Pandas Dataframe stores data in a two-dimensional format. You need to select columns from Dataframe for various data analysis purposes. Selecting columns is also known as selecting a subset of columns from the dataframe.
You can select columns from Pandas Dataframe using the df.loc[:,’column_name’] statement.
If you’re in Hurry
You can use the below code snippet to select columns from the dataframe.
Snippet
df.loc[:,'Product_Name']
Where,
:
– denotes all the rows that must be selected'Product_Name'
– Denotes the name of the column that must be selected
Output
0 Keyboard
1 Mouse
2 Monitor
3 CPU
4 CPU
5 Speakers
6 Headset
Name: Product_Name, dtype: object
This is how you can select columns from the dataframe.
If You Want to Understand Details, Read on…
In this tutorial, you’ll learn the different methods available to select columns from the dataframe and how they can be used in different scenarios.
Sample Dataframe
This is the sample dataframe used throughout the tutorial.
It contains,
- Rows with values for all columns
- Rows with Empty or Missing Data for each column
- One Duplicate row
- One column in the sample dataframe is of
float
type - One Empty column which will be used to select the empty columns
Snippet
import pandas as pd
data = {"Product_Name":["Keyboard","Mouse", "Monitor", "CPU","CPU", "Speakers","Headset"],
"Unit_Price":[500,200, 5000.235, 10000.550, 10000.550, 250.50,None],
"No_Of_Units":[5,5, 10, 20, 20, 8,pd.NaT],
"Available_Quantity":[5,6,10,"Not Available","Not Available", pd.NaT,pd.NaT],
"Available_Since_Date":['11/5/2021', '4/23/2021', '08/21/2021','09/18/2021','09/18/2021','01/05/2021',pd.NaT],
"Remarks":[pd.NaT,pd.NaT,pd.NaT,pd.NaT,pd.NaT,pd.NaT,pd.NaT]
}
df = pd.DataFrame(data)
df = df.astype({"Unit_Price": float})
df
The sample dataframe will look like follows.
DataFrame Will Look Like
Product_Name | Unit_Price | No_Of_Units | Available_Quantity | Available_Since_Date | Buffer Column | |
---|---|---|---|---|---|---|
0 | Keyboard | 500.000 | 5 | 5 | 11/5/2021 | NaT |
1 | Mouse | 200.000 | 5 | 6 | 4/23/2021 | NaT |
2 | Monitor | 5000.235 | 10 | 10 | 08/21/2021 | NaT |
3 | CPU | 10000.550 | 20 | Not Available | 09/18/2021 | NaT |
4 | CPU | 10000.550 | 20 | Not Available | 09/18/2021 | NaT |
5 | Speakers | 250.500 | 8 | NaT | 01/05/2021 | NaT |
6 | Headset | NaN | NaT | NaT | NaT | NaT |
Now, you’ll learn how to select columns from the dataframe using different methods.
Select Columns from Pandas Dataframe
You can select columns from the pandas dataframe using three different methods.
- Using
Loc
- Using
iLoc
- Using
df.columns
Using Loc pandas
You can select a column from the pandas dataframe using the loc property available in the dataframe.
It is used to locate the rows or columns from the dataframe based on the name passed.
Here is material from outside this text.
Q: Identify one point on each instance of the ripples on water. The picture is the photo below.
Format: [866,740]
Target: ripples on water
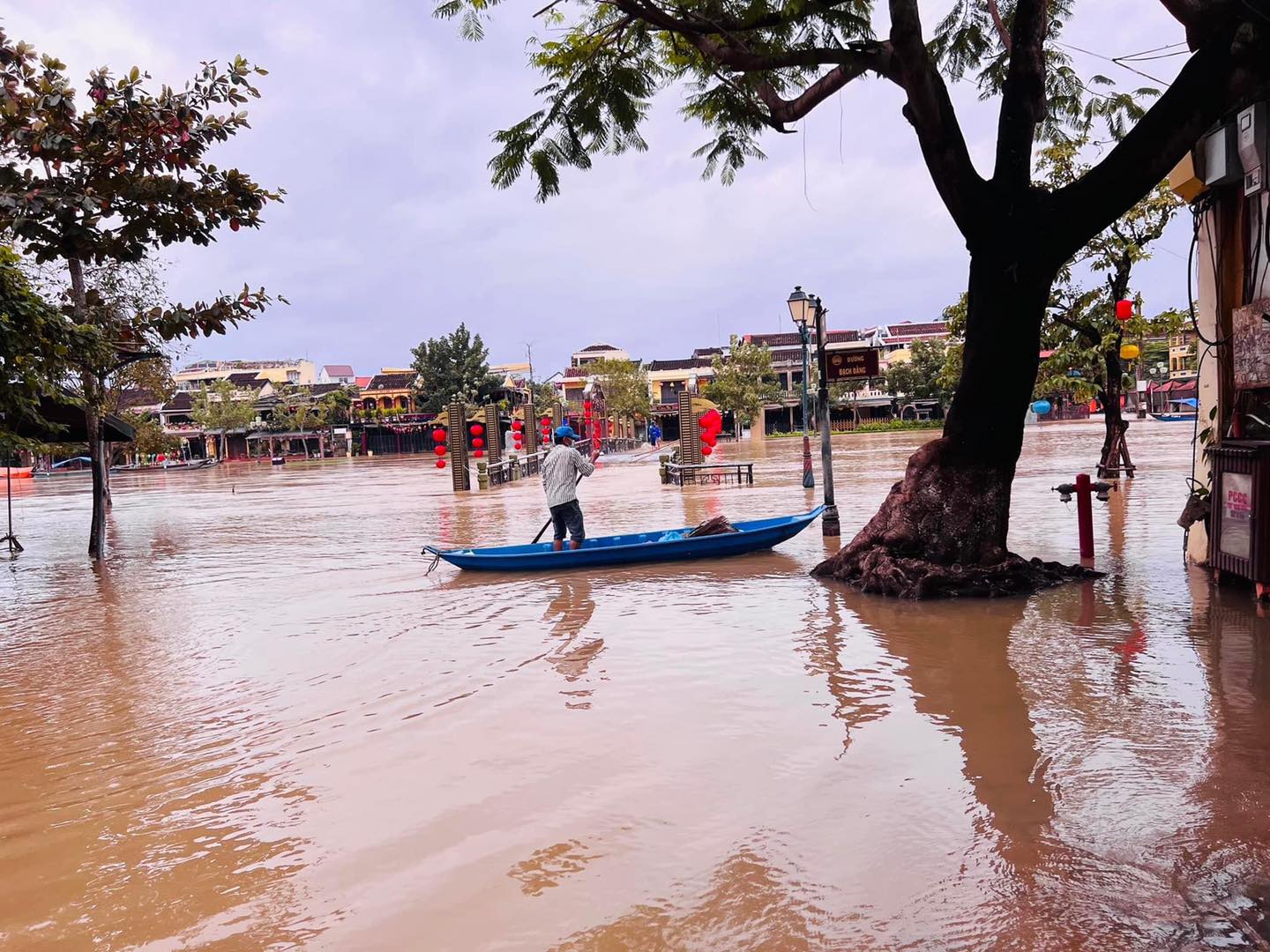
[260,725]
It is also called slicing the columns based on the column names.
It accepts row index and column names to be selected.
- First, select only columns, you can just use
:
in place of rows which will select all rows. - Second, you can pass the column names to be selected.
Note: Column names are case-sensitive. Hence, pass the column names as the same case in the dataframe. Otherwise, you’ll face the key error.
Use the below snippet to select the column from the dataframe using loc
.
Snippet
df.loc[:,'Product_Name']
The Product_Name column is selected from the dataframe and displayed as shown below. You can also assign it to a new dataframe if you want to store it for further activities.
Output
0 Keyboard
1 Mouse
2 Monitor
3 CPU
4 CPU
5 Speakers
6 Headset
Name: Product_Name, dtype: object
This is how you can use the loc
property to select columns.
Using iloc Pandas
You can select columns from the dataframe using iloc property available in the dataframe.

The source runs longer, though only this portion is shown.